BUDAPEST — A leader of Egypt’s top secular party says the Sept. 11, 2001, terrorist attacks were “made in the USA,” the Holocaust is “a lie” and Anne Frank’s memoir is “a fake” — comments sure to roil the post-revolution political debate in the Arab world’s most populous country.
Ahmed Ezz El-Arab, a vice chairman of Egypt's Wafd Party, made the remarks in an exclusive interview with The Washington Times last week while in the Hungarian capital attending the Conference on Democracy and Human Rights.
He denied that the Nazis killed 6 million Jews during World War II.
“The Holocaust is a lie” Mr. Ezz El-Arab said. “The Jews under German occupation were 2.4 million. So if they were all exterminated, where does the remaining 3.6 million come from?”
Mr. Ezz El-Arab said he accepted that the Nazis killed “hundreds of thousands” of Jews. “But gas chambers and skinning them alive and all this? Fanciful stories,” he added. [AUDIO: On the Holocaust]
Mr. Ezz El-Arab also attacked the authenticity of “The Diary of Anne Frank,” which he said he studied as a doctoral student in Stockholm. “I could swear to God it’s a fake,” the Wafd leader said. “The girl was there, but the memoirs are a fake.”

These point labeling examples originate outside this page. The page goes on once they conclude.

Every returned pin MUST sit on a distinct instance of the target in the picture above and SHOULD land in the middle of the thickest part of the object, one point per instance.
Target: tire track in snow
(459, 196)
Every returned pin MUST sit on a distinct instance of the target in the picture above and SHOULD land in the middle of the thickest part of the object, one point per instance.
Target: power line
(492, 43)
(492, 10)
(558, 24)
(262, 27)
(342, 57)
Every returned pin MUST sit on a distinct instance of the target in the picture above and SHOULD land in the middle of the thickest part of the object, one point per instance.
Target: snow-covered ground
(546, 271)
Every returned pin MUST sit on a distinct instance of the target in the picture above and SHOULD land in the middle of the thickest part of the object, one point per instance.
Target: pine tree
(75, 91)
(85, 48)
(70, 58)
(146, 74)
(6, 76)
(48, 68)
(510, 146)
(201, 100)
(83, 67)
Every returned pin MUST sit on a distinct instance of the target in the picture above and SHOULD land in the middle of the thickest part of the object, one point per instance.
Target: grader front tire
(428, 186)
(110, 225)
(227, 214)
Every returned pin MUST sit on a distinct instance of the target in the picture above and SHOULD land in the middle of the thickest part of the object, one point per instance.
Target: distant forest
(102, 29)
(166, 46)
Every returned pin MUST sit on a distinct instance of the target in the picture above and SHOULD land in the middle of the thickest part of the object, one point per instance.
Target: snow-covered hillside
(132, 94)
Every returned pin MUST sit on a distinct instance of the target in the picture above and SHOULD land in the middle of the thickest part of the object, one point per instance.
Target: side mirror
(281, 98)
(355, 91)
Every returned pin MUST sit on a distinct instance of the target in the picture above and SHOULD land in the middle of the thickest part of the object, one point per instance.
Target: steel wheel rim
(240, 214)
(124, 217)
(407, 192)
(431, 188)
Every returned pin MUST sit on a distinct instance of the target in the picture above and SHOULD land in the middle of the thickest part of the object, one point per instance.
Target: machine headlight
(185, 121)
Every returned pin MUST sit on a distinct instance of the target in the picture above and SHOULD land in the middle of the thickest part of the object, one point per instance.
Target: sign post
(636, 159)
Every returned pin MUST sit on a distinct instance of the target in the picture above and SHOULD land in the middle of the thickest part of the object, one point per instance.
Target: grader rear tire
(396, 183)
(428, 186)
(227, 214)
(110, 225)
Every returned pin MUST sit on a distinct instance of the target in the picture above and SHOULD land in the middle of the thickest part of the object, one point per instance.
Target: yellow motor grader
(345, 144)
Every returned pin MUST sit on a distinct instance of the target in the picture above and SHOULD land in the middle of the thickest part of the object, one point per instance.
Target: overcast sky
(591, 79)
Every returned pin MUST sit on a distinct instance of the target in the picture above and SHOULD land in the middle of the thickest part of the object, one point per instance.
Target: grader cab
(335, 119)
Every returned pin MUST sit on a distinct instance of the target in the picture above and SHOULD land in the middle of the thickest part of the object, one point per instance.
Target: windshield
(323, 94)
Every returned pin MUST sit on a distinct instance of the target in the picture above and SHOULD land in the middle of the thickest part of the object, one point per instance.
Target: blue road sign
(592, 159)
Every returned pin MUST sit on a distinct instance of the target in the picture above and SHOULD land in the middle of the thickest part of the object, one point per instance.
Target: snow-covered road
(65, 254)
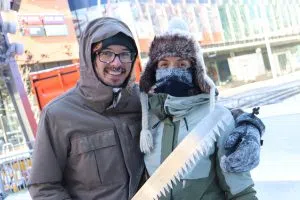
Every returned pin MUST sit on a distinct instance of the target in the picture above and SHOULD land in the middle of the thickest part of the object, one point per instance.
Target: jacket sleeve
(237, 186)
(49, 159)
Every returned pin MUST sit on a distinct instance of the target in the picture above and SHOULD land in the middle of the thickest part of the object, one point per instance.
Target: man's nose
(116, 62)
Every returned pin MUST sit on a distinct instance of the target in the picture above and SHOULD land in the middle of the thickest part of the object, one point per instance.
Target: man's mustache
(116, 69)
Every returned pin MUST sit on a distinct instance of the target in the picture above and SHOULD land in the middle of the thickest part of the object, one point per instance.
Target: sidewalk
(276, 82)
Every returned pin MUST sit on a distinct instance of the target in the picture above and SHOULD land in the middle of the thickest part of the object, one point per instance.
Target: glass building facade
(211, 21)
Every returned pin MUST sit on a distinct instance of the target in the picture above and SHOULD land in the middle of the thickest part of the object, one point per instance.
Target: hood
(90, 87)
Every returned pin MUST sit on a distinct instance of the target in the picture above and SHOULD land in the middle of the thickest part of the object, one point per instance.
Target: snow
(278, 174)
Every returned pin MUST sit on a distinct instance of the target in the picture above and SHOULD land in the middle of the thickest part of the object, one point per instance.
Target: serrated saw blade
(185, 155)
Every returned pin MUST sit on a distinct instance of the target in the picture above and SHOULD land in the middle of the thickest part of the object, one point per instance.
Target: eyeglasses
(109, 56)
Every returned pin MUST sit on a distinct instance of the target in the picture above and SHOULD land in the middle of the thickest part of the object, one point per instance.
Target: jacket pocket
(96, 159)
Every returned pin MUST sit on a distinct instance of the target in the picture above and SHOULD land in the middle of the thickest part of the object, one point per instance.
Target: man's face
(113, 69)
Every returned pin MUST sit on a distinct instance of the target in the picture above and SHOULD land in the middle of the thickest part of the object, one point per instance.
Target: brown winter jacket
(85, 149)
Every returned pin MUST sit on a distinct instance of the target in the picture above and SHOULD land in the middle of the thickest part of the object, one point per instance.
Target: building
(243, 40)
(46, 30)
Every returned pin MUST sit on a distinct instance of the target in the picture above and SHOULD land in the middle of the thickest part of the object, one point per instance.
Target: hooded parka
(171, 120)
(86, 148)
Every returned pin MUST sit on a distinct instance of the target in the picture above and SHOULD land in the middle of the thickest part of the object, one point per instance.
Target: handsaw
(186, 154)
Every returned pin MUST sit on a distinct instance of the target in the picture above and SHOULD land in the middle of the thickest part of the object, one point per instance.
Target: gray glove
(243, 144)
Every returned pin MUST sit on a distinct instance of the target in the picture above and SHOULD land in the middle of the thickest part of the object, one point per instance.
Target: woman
(176, 96)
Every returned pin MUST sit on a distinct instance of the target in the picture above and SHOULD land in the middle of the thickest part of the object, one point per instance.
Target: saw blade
(185, 155)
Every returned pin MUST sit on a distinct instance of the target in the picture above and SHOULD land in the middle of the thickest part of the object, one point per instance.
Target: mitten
(243, 144)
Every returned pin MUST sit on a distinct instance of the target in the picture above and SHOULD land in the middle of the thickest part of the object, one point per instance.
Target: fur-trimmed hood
(176, 42)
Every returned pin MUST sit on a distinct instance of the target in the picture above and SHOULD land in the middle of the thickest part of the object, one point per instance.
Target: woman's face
(173, 62)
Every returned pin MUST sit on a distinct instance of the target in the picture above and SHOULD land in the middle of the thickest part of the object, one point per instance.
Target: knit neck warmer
(180, 106)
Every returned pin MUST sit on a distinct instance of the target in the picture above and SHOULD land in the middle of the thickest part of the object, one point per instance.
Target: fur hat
(176, 41)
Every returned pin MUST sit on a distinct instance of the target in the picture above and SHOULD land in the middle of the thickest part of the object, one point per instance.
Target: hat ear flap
(148, 77)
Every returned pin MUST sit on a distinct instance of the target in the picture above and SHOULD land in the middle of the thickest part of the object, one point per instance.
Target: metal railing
(15, 168)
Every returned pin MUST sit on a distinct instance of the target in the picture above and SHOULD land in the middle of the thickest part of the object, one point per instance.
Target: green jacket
(171, 119)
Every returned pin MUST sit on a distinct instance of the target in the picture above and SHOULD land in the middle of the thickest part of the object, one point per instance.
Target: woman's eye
(162, 65)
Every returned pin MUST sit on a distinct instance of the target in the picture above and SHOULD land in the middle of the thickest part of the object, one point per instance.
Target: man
(87, 144)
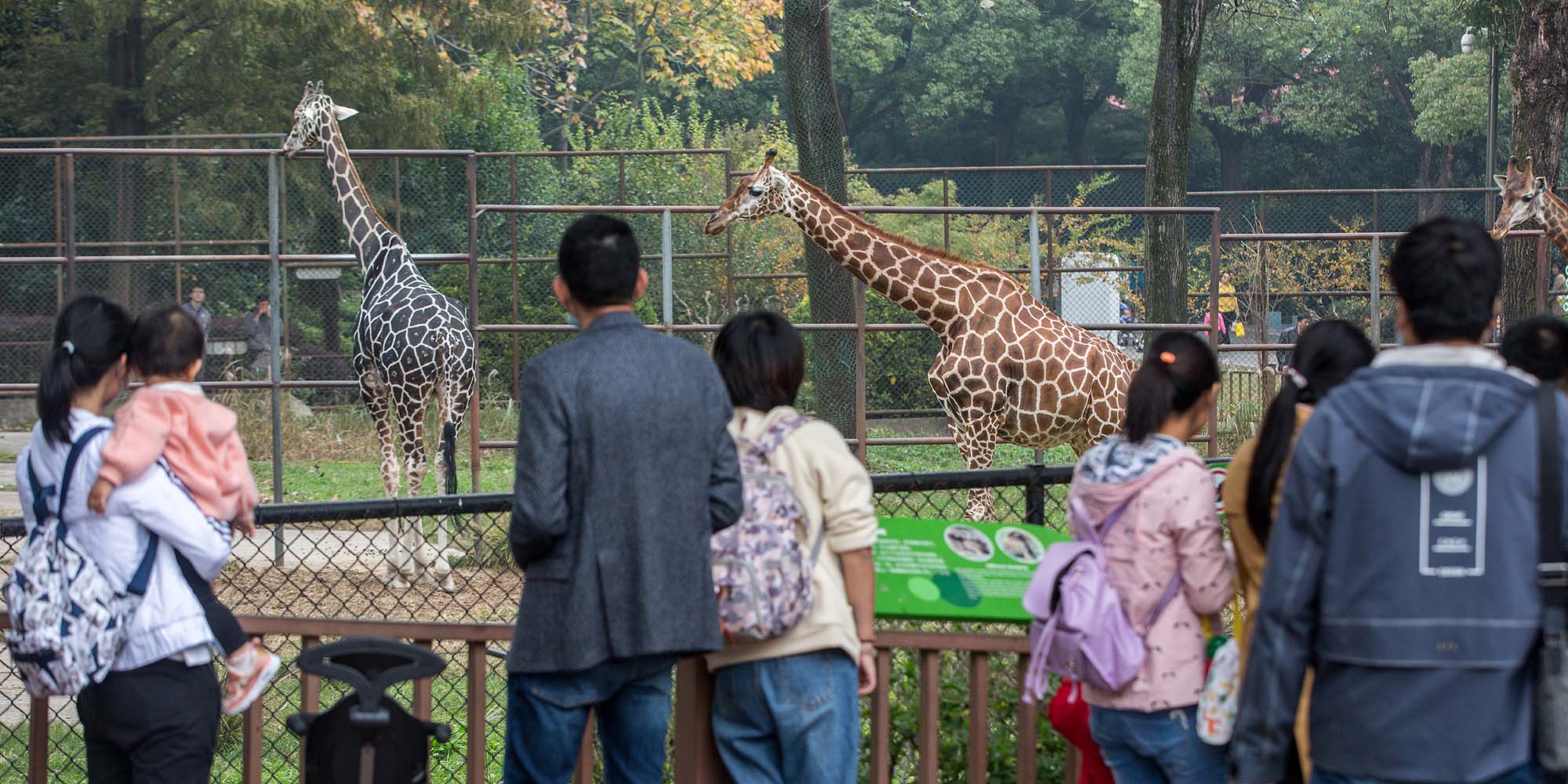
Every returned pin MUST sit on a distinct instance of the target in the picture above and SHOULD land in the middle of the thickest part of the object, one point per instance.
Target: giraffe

Established in 1919 and disbanded in 1952, the Wafd Party was refounded in 1983 under reforms instituted by then-President Hosni Mubarak to allow token opposition to his dominant National Democratic Party.
After Mr. Mubarak’s ouster in February, Wafd emerged as arguably the second-most powerful political party to the Muslim Brotherhood, a formerly banned Islamist group.
Last month, Wafd announced it would run jointly with the Brotherhood and 16 other blocs in September’s parliamentary elections to present a united front as Egypt forges a new government.
“For four years, in alliance, we can build a constitution based on certain principles that guarantee human rights, citizenship, no religious trend whatsoever,” Mr. Ezz El-Arab said. “Once this is established, everybody can go to the ballot box and try his luck.”
Many in Israel have expressed concern that a democratic Egypt might cancel its 1979 peace treaty with Israel.
But Mr. Ezz El-Arab, who chairs Wafd’s foreign-relations committee, said there is “no chance at all” that would happen. “Egypt will not go to war unless it’s attacked,” he said.
As for Iran, with whom Egypt is normalizing relations, Mr. Ezz El-Arab assailed President Mahmoud Ahmadinejad, who also has denied the Holocaust.
“He’s a hateful character, so whatever he says can be criticized,” the Wafd leader said. “What he says about the Holocaust is true, but he doesn’t say it because it’s true. He says it out of hatred to the Israeli state.”
Mr. Ahmadinejad hosted a Holocaust-denial conference in 2006 to protest the ban in many European countries on questioning the Nazi genocide — laws that Mr. Ezz El-Arab criticized.